The key requirement of integrating the biorefinery concept into a kraft mill is the recovery of hemicellulose which will enable its conversion into ethanol and/or other products. Mao et al. [49] introduced a ‘‘near neutral’’ process prior to pul­ping, for extraction of hemicellulose which otherwise ends up in the black liquor. However, this ‘‘near neutral’’ process modifies the energy balance of the kraft pulp mill. During the pretreatment process, approximately 10% of hemicellulose and lignin is extracted. This reduces the calorific value of the black liquor which is used for production of steam. Thus, less steam is produced whereas the steam consumed in the extraction process is greater. Marinova et al. [48] studied the effect of introducing a hemicellulose extraction and conversion stage into a Canadian hardwood Kraft pulp mill on the energy supply and demand of the mill. On the basis of their studies, they have proposed process optimization methods

have been shown to reduce the steam consumption in a Kraft mill by 5.04 GJ/Adt, thus making the process more cost-effective and economical.

The lignin, which remains after processing has the potential to serve as an important precursor for a wide variety of products. The US DOE gives a com­prehensive data regarding the possible products that can be obtained out of pro­cessing of this residual lignin [37]. Presently, very few Kraft mills separate and use lignin for producing other products.

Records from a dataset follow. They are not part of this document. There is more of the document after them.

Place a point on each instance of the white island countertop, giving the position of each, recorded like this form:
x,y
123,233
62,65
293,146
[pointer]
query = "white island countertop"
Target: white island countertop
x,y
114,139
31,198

Biorefinery Based on Industry (Process Residues and Leftovers), and Municipal Solid Waste

Residues and wastes comprise of the following:

— Municipal solid waste

— Municipal sewage sludge

— Animal waste

— Crop residues

— Industrial waste

— Forest waste.

Use of crop residues and forest waste for biomass conversion has already been discussed in the earlier sections. This section will focus specifically on the major source of biorefinery feedstock viz. municipal solid waste and industrial waste. Municipal soild waste also includes municipal green waste such as tree trimmings and gardening wastes, waste wood, and paper component of domestic rubbish.

Municipal solid waste can be defined as a combination of domestic, light industrial, and demolition solid waste generated within a community [6]. There are established priorities so far as disposal of municipal solid waste is concerned. Recycling, if it is economical to do so, enjoys the first priority. The green com­ponent of MSW can be separated out and used for compost or as mulch. The use of municipal green waste for energy production has the advantage that it reduces the waste load to municipal landfills which consequently reduces GHG methane arising from its decomposition. The anaerobic conversion process used for such conversions has already been discussed in ‘‘Anaerobic Digestion’’ The biorefinery integration into the waste conversion process is described in Fig. 1.27 which shows a current waste biorefinery and how an advanced future biorefinery could be developed to maximally tap the potential of waste-to-energy technology.